Bluebird's CEO Nick Leschly later explained that the LentiGlobin trials are now testing the therapy's durability, so the company felt that it didn't make sense to share new data until it was complete. On hearing his explanation, shares partially recovered.
Now what: The market has been steamrolling both bluebird bio and Bellicum Pharmaceuticals stocks for several months now. Shares of each are down more than 60% from their summertime highs.
Like bluebird, Bellicum Pharmaceuticals has a product candidate called BXP-501 that's being researched as a potential treatment for beta-thalessmia, and since the company is also firmly in the clinical stage, its stock often trades in tandem with bluebird's.

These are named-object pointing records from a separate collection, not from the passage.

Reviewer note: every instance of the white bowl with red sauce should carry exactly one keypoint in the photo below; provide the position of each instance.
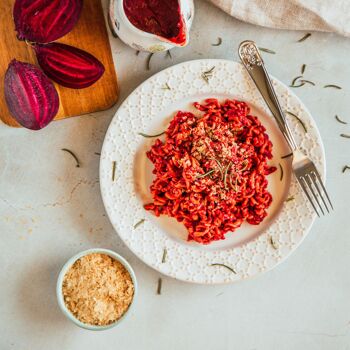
(134, 27)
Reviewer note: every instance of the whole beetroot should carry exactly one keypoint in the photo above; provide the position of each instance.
(30, 96)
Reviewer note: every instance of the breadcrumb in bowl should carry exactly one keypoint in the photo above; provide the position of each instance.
(96, 289)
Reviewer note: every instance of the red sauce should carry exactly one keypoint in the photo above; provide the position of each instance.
(159, 17)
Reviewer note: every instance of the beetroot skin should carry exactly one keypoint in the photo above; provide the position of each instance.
(30, 96)
(68, 65)
(43, 21)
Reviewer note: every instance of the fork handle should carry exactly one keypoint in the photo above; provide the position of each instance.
(253, 62)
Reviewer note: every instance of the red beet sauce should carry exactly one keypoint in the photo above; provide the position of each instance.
(159, 17)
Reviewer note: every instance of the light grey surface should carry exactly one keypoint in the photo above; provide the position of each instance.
(50, 210)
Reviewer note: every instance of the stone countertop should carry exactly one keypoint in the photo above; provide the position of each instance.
(49, 210)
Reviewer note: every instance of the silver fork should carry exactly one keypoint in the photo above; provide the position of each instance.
(303, 167)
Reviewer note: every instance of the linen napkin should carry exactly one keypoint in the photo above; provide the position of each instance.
(320, 15)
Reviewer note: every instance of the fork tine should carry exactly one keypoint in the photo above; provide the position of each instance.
(302, 184)
(314, 180)
(309, 183)
(323, 188)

One could argue that the drubbing to bluebird's shares has been appropriate. During its last clinical update on LentiGlobin BB305, new data showed that it might not be the cure many investors were assuming it would be. The updated information showed that LentiGlobin might only be an effective treatment for patients with milder cases of beta-thalassemia as opposed to an outright cure regardless of severity, causing investors to believe that its market potential might be more limited.
While that theory might be true over time, investors should remember that bluebird currently has plenty of cash to fund itself in 2018, so it has plenty of time to continue advancing LentiGlobin down the clinical pathway. Holding tight until we get updated information on LentiGlobin in November is likely to be the best move for now.